Resume: 11.3 points, 9.9 rebounds (9th in league), 1.4 blocks, 33.2 minutes, 68% FG (1st in league, career best), and 69% FT… Team record in games played: 34-28 (2-2 without)… Playoffs: 6.2 points, 9.0 rebounds, 44% FG, 60% FT, 1-4 record… 2nd Team All-Defense, 3rd Team All-NBA, Defensive Player of the Year
About two weeks ago I talked about how nobody is a more destructive shot blocker and weak side defender than Serge Ibaka. Let me continue on with that point and say that Chandler is probably the smartest weak side defender in the league. Even though he isn’t a great one on one defender in the post (amazingly apparent to anyone who watched what Pau Gasol did to him in the Gold Medal Game at the Olympics), he’s a good enough communicator and a smart enough basketball player to win the Defensive Player of the Year, but not make 1st Team All-Defense. Wait, what?
Yes, Tyson Chandler was the Defensive Player of the Year but 2nd Team All-Defense, which proves that so-called experts and analysts really have no effing idea what they are doing. I mean, isn’t that just common sense? How does that get screwed up? And let me just ask, how does Dallas screw things up and not re-sign Tyson Chandler before last season, just to take a flier on potentially signing a wishy-washy superstar the following season? Come on now, Mark Cuban should’ve known better than this. Didn’t he watch the entire postseason run? Didn’t he see that other than Dirk Nowitzki, Tyson Chandler was without question the most important player on the Dallas roster? You can’t just substitute in any other center for Tyson Chandler and expect Dallas to still win the title. Does Dallas make the finals with Roy Hibbert at starting center instead of Tyson Chandler? Hell no. What about Al Jefferson? Maybe, but it’s impossible to know for sure. What we do know for sure is that Chandler transformed the Mavericks into a title contender. Just take a look at what Dirk Nowitzki thought about Tyson Chandler:
“His positive energy, his defense I think is really what turned this whole thing around and what really won us the playoffs. Every big game down the stretch we did it with defense.”

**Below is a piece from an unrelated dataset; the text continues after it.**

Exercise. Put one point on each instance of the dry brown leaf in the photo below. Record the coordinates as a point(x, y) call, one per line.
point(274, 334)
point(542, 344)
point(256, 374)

That is an actual quote from Dirk Nowitzki talking about Tyson Chandler’s impact on the Dallas Mavericks in the 2011 postseason. Pretty high praise from a guy who had every reason to feel like he was the cats pajamas after slaying the Miami Heat and their Big Three in the NBA Finals, to cap off a 2 month run of unbelievable basketball brilliance. Dirk gave a lot of the credit to Chandler, the man in the middle, the anchor of a defense that slowed down three of the NBA’s best (Kobe Bryant, Kevin Durant, and LeBron James) en route to an NBA Championship.
Without Dirk the Mavericks wouldn’t have been able to sniff the Larry O’Brien Trophy if it was doused in Ben-Gay and gasoline, but it became very apparent that this season Dallas was missing a vital piece to the championship puzzle. Maybe the departures of JJ Barea, Peja Stojakovic, and DeShawn Stevenson had something to do with it, but if I were a betting man I’m taking the imaginary 5/1 odds on the “Tyson Chandler’s effect on a team is a little more profound than we might know of” option. We know for sure that Chandler is the basketball version of the quarterback of the defense not just for Dallas in the 2010-11 season, but also for the defensively much improved New York Knicks this past season.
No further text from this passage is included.